Capital formation or investment is 75.5%; exports and imports are also doing well at 27% and 37.8%, respectively.

Government spending is negative because in the second quarter of 2020, we embarked on one of the biggest fiscal stimuli to support the height of the quarantine.

“We are also seeing the industry and services sector contributing strongly. However, agriculture was pulled down by factors like the African swine fever which reduced our pork supply,” says Chua.

Before COVID struck, the Philippines was supposed to have been a high middle income country this year, with only 14% of the population considered poor, down from 21.6% when Rodrigo Duterte became president in 2016. Karl claims Duterte saved six million Filipinos from poverty from 2016 to 2019. Pulse Asia would love to track down those six million.

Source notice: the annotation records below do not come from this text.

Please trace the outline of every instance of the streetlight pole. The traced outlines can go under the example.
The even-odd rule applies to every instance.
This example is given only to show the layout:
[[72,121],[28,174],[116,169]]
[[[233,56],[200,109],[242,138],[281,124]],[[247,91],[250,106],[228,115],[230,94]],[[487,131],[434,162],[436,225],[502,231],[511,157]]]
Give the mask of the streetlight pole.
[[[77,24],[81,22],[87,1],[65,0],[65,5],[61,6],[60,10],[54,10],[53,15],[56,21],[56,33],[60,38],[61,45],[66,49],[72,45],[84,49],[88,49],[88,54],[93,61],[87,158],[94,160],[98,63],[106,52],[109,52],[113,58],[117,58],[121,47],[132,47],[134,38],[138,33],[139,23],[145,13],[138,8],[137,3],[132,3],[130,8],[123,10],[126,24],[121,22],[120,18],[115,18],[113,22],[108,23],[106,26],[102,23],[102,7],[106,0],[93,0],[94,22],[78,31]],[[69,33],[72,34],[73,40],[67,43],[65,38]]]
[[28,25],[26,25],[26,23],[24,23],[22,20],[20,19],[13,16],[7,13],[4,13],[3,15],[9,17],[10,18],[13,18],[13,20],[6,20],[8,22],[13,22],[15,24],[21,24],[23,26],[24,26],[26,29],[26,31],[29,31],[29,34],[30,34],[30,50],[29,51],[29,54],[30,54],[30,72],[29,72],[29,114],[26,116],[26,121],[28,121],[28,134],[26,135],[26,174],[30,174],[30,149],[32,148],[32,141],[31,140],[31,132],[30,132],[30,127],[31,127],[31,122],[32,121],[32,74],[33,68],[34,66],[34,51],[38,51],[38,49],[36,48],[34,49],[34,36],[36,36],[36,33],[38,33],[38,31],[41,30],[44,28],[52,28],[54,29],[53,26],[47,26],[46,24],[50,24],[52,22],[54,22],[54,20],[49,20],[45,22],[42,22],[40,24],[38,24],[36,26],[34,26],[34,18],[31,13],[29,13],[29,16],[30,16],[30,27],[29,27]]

Moving forward, Karl hopes for escalation of the National ID system which he says could bring about three major benefits: one, enable all low-income families to have a bank account; two, to track the vaccine rollout; and three, monitor ayuda (cash aid) from government. About 50 million Filipinos are supposed to have an ID. Only 1.2 million have an ID so far.

Concludes Karl:

“Although there are speed bumps ahead, given the current MECQ in Metro Manila and other parts of the country, we are now better equipped to sustain continuous positive growth.”

“Accelerating the vaccination is key to our recovery. The Duterte administration remains steadfast in its commitment to save lives from COVID and non-COVID factors, protect communities and preserve their livelihoods amid the pandemic.”